Minutillo has been a harsh critic of the district’s budget.
“Not all of the money spent directly benefits the students,” Minutillo said. “I would redirect education dollars to education expenses: classrooms and curriculum, teachers and training, to make every penny of our tax dollars directly benefit our students and thus, our community.”
Frances Rhodes-Kearns (incumbent)
Frances Rhodes-Kearns is a lifelong Hoboken resident and product of the Hoboken School System. She was elected to the school board in 2002.
Rhodes-Kearns is employed at the Hudson County School of Technology. She resides in Hoboken with her husband Kevin and they are the parents of two children, Kelly and Rory. Both children attend schools in the Hoboken School System.
“Providing an education that services the entire community and also keeps pace with the technological and academic demands of an ever-changing world,” said Rhodes-Kearns. “Science and technology must become a focus of our attention for those whose aptitude indicates they will excel in such a program. We need to move forward with intense programs aimed at reaching those students who will benefit from strong performing arts programs and those who will find themselves drawn to a more vocational education type of curriculum.”

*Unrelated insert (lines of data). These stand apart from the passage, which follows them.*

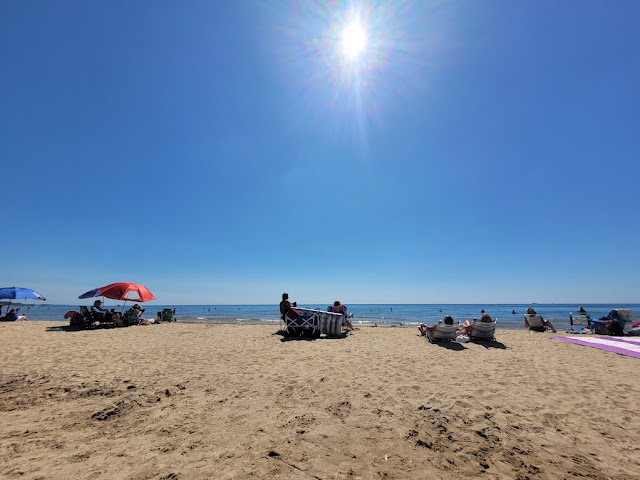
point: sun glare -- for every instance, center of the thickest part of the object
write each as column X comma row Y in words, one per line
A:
column 354, row 41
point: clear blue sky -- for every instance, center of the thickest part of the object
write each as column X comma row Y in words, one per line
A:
column 224, row 152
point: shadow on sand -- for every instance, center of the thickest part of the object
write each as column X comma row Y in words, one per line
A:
column 304, row 336
column 490, row 344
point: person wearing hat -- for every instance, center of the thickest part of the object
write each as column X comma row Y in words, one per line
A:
column 339, row 308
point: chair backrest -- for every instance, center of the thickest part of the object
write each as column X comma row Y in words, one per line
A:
column 534, row 320
column 444, row 331
column 624, row 314
column 578, row 320
column 482, row 330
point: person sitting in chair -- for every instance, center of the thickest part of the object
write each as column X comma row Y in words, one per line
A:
column 546, row 325
column 339, row 308
column 133, row 316
column 448, row 320
column 484, row 318
column 285, row 306
column 99, row 313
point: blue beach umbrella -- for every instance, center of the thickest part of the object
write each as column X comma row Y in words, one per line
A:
column 19, row 293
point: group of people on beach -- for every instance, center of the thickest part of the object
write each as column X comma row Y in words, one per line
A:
column 337, row 307
column 542, row 326
column 448, row 320
column 133, row 316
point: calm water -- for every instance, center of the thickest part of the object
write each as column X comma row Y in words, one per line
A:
column 364, row 314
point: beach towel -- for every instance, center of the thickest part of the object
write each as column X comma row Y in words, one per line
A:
column 620, row 345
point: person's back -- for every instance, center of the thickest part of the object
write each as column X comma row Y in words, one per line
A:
column 285, row 306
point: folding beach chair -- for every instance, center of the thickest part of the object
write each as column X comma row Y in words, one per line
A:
column 617, row 322
column 442, row 333
column 579, row 323
column 535, row 322
column 330, row 323
column 483, row 330
column 301, row 320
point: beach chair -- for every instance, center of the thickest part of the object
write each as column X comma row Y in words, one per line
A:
column 442, row 333
column 535, row 322
column 302, row 321
column 330, row 323
column 579, row 323
column 130, row 317
column 617, row 322
column 483, row 330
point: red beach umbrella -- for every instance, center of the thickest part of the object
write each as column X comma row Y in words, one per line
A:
column 127, row 291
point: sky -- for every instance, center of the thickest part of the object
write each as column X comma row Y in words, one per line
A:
column 226, row 152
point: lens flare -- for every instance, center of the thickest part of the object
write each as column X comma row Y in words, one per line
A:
column 354, row 40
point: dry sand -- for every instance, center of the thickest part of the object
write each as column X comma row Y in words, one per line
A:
column 182, row 401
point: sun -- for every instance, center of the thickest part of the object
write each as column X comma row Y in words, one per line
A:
column 354, row 41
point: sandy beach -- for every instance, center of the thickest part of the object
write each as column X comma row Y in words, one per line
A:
column 182, row 401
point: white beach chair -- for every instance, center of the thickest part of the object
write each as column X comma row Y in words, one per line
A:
column 535, row 322
column 579, row 323
column 483, row 330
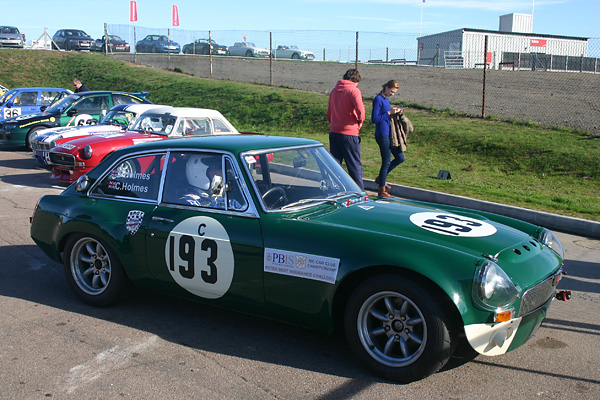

Jack Raslowsky II (incumbent)
Jack Raslowsky served as the principal of St. Peter’s Preparatory School for 11 years. He was then appointed the provincial assistant for Education and Lay Formation of the New York Province Society of Jesus, the Jesuits. In this role, he oversees the work of the seven Jesuit high schools and five middle schools in New York and New Jersey and sits on the Board of Trustees of each institution.
Raslowsky was appointed to the Hoboken Board of Education in January 2002 to fill an unexpired term and was elected to a three-year term in April 2002. He served a term as board president.
He said, “There are three significant challenges facing the board: Good stewardship of resources, i.e., insuring that we get the most out of every dollar we spend; development of existing programs, Pre-IB, IB, drama and music, and expansion of all the arts; and insuring public involvement in the new facilities projects so the projects serve well the entire town.”
Anthony Romano
Anthony Romano is a captain in the Hoboken Police Department, where he oversees the Community Policing Bureau. With the department, he has been active in the DARE program. He has undergraduate degree from St. Peter’s College and a master’s from Jersey City University. For seven years he taught history at Hoboken High School.
Also, for many years he has coached local sports and is currently the president of the Babe Ruth League. Romano is running on a platform to return the district back to a kindergarten through eighth grade system. “I think that changing to K to eight will streamline the system and be more cost effective by reducing the redundancy of services,” Romano said.
Francis Totaro
Francis Totaro is running under the slogan “Independently promoting education and not politics.” From 1983 until 2000, he has been a volunteer football coach on all levels, from grade to high schools. Totaro believes that politics play too large of a role in the school district. “I believe that one of the most crucial issues and biggest challenges facing the district is the political factor that is permeating the Board of Education and school system,” Totaro said. “On the current Board of Education, you have a municipal director, the city clerk, and two trustees who are candidates, one for mayor and one for council at large, in the municipal election in May.”
He added that sometimes “it seems that who you know is more important than what you know, and whose reputation is growing more tarnished by the day. What’s going on these days at the Board of Education is shocking, even by Hoboken’s standards.”